N'en déplaise à ceux qui imaginent une marche triomphale du Sud global vers l'écrasement d'un Occident décadent (il faut savoir sortir de sa bulle, mes amis, même si ça pique les yeux !), l'UAExit de l'OPEP est un point marqué par l'Occident contre les BRICS. Voici pourquoi.

L'annonce est tombée le 28 avril 2026 comme un couperet sur l'ordre mondial du XXe siècle : les Émirats Arabes Unis quittent l'OPEP. Ce « UAExit », effectif dès le 1er mai, n'est pas une simple péripétie technique sur les quotas de barils.
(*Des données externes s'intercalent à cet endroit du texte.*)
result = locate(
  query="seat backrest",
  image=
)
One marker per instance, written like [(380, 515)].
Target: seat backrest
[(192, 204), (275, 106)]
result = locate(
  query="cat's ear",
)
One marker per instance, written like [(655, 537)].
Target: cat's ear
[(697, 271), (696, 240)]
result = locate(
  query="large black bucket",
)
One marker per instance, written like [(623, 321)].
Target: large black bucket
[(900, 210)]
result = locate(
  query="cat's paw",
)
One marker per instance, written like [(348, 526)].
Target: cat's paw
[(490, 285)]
C'est le signal d'une dislocation profonde, une révolte souverainiste qui, par un coup de billard à trois bandes, offre une victoire stratégique inattendue à l'Occident face au bloc sino-russe.


Le catalyseur iranien : quand la guerre brise les chaînes du cartel
Depuis février 2026, la guerre dévastatrice contre l'Iran a transformé le Golfe en une zone de non-droit énergétique. En bloquant le détroit d'Ormuz, Téhéran a cru pouvoir tenir le monde en otage. Mais ce faisant, il a brisé le dernier ciment de la solidarité au sein de l'OPEP.
Abou Dabi, frappé par des missiles iraniens et étranglé par le blocus, a constaté avec amertume la passivité de ses partenaires régionaux, Arabie Saoudite en tête. Le ministre émirati de l'Énergie, Suhail al-Mazrouei, l'a formulé sans ambages : rester lié par des quotas alors que la sécurité du pays est en jeu était devenu un non-sens. La guerre a agi comme un révélateur : la structure supra-nationale de l'OPEP n'est plus une protection, mais un carcan.

La victoire du souverainisme : l'intérêt national d'abord
Le retrait des Émirats est avant tout le triomphe du pragmatisme national sur le collectivisme pétrolier. Pourquoi se sacrifier pour soutenir les prix mondiaux alors que l'on dispose des barils les moins chers et les moins polluants du marché?